2013年01月06日

ADA&EASD合同の2型糖尿病のガイドラインその3

Tです。続きです。

②内服薬及び非インスリン注射
個々の患者にどのように治療薬を選択するか、要点はTable.1にまとめている。
2
究極的には血糖コントロールの目的は、生活のクオリティをできるだけ落とさずに、高血糖による高浸透圧昏睡を避け、不安定な血糖値を安定させ、合併症の進展を抑制することである。どの薬剤が有効か、情報は不完全である。(この解答を出すには大規模・長期間の臨床試験が必要である。)血糖コントロールの代替指標(たとえばHbA1c)は一般的に、細血管合併症の発症率に影響を及ぼすが、必ずしも大血管障害の発症率に影響を及ぼすとは言えない。特に、患者にとって安定したメタボリックコントロールが別の具体的な指標となりうる。

メトホルミンは2型糖尿病の第一選択薬としてよく使われるが、作用機序は肝臓でのグルコース生成抑制である。長期使用しても体重に影響が無く、低血糖リスクも上昇しない。メトホルミンには顕著な消化器系副作用がある。乳酸アシドーシスのリスクのある患者においては使用を避ける注意が必要である。前述したが、メトホルミンは心血管に有益であると考えられるが、臨床データは不足している。

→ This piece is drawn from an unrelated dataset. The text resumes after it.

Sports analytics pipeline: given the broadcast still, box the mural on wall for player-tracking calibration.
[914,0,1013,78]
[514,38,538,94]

最も古い経口薬はSU剤である。β細胞のATPチャネルを閉鎖してインスリンの分泌を促進する。血糖コントロールには効果的だが体重増加、低血糖リスクがある。さらにデータによれば、膵島の機能不全を増悪させ、2次無効が他の薬剤より高頻度である。短時間型のメグリチニド(もしくはグリニド)も同様のメカニズムではあるが低血糖を起こしにくい。しかし服用回数が頻繁である。